Current expectations are that the Fed will cut twice in 2026 after pausing for a month or two, but a weak report could shift expectations and make it more likely that a cut occurs as early as January if the data are poor. We are back in an environment where poor economic news may be a market positive, as it could prompt the Fed to be more aggressive.
There is also an inflation report coming up on Wednesday that will have an impact, but the most significant market issue currently is valuation in the AI sector. The data-center group looks like a popping bubble right now as concerns continue to build over CoreWeave's (CRWV) balance sheet, which has already delayed some construction and carries massive debt.
Another problem has been the weak action in Bitcoin and cryptocurrencies. Speculators have been hurt badly as the entire group struggles to hold support after a significant drop from the highs hit in October. The speculative disaster is spilling over into stock sectors that had attracted "hot" money, such as quantum computing and AI.
The bears are focusing on valuation and have raised concerns about the amount of upside in 2026. According to Investor's Business Daily, based on the median price target of the companies making up the S&P 500, the index will hit 7968.78 by the end of 2026, which would be a gain of more than 16% based on Monday's close.
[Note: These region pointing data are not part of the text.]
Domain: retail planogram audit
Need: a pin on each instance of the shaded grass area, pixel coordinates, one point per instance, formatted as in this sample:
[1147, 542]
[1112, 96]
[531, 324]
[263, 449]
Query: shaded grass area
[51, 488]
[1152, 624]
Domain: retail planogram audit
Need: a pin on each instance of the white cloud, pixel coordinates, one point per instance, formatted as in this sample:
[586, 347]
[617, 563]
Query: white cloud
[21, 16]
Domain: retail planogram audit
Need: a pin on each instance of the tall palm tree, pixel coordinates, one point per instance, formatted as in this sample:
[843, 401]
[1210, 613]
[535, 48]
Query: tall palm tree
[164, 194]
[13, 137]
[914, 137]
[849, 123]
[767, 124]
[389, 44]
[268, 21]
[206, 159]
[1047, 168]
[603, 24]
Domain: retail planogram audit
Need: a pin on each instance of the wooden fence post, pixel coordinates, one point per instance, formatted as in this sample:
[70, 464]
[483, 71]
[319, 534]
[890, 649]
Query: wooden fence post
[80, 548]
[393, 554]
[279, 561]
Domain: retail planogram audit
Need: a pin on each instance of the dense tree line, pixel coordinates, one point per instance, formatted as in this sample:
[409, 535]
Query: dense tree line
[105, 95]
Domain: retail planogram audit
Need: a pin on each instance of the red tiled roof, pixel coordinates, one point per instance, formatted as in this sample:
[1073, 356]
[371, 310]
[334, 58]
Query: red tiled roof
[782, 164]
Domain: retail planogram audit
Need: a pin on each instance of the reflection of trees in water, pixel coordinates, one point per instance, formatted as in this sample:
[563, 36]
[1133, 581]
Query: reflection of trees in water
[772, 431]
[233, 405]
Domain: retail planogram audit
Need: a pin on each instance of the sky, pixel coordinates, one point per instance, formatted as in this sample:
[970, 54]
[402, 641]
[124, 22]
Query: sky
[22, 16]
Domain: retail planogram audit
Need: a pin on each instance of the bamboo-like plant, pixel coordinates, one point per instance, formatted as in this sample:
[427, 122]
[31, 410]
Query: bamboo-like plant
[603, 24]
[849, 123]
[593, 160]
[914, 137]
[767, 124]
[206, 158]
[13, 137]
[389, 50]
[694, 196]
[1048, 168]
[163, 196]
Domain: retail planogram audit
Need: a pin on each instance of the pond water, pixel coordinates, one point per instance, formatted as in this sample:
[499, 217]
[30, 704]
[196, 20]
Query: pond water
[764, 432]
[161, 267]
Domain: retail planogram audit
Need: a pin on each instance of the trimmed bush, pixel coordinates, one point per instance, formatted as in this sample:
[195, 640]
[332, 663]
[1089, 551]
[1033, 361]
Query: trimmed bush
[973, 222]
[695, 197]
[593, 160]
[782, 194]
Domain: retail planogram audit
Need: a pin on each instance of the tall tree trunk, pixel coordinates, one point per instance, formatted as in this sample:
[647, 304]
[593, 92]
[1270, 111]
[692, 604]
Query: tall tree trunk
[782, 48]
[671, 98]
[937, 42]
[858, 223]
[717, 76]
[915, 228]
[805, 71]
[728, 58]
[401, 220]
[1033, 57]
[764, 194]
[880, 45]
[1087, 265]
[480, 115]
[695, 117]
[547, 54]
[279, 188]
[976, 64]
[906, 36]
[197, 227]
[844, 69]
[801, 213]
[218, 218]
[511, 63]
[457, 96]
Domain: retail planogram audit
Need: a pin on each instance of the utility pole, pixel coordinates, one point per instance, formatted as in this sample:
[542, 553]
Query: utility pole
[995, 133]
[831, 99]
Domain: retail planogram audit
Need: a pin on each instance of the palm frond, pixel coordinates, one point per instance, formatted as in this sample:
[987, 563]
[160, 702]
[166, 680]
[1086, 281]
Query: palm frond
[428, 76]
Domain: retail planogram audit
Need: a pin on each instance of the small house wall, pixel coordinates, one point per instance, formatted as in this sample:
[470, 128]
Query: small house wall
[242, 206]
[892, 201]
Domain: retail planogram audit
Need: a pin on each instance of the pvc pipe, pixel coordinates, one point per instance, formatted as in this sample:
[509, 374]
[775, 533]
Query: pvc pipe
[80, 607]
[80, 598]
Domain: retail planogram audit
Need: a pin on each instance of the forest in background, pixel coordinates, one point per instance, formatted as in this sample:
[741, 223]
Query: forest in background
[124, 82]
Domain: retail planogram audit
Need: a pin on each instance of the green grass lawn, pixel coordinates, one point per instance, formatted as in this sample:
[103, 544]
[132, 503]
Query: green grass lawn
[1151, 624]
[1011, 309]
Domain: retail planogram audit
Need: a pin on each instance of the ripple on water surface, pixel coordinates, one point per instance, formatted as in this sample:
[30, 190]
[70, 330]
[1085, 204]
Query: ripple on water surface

That is a very aggressive projection, and it is difficult to see how that can be achieved if the Fed does not cut rates more aggressively. However, if the Fed is more dovish, then it is likely that the economy will not be strong enough to support those price targets. That is a conundrum for investors as we wrap up 2025.
In the short term, the selling pressure of the last few days is setting up conditions for a snap-back rally. The last two weeks of the year have very strong seasonality, and now that we have wrung out some excess and created some negativity, there are better conditions for a rally. If the bulls can manage a push, they will likely attract traders trying to catch a Santa Rally. The FOMO will pick up quickly if a little momentum can develop.
It has been a very tough slog since the glow of a dovish Jerome Powell has worn off and AI concerns have taken hold. The bulls are due soon for some sort of bounce, but will valuation fears hold them back?
At the time of publication, Rev Shark had no positions in any securities mentioned.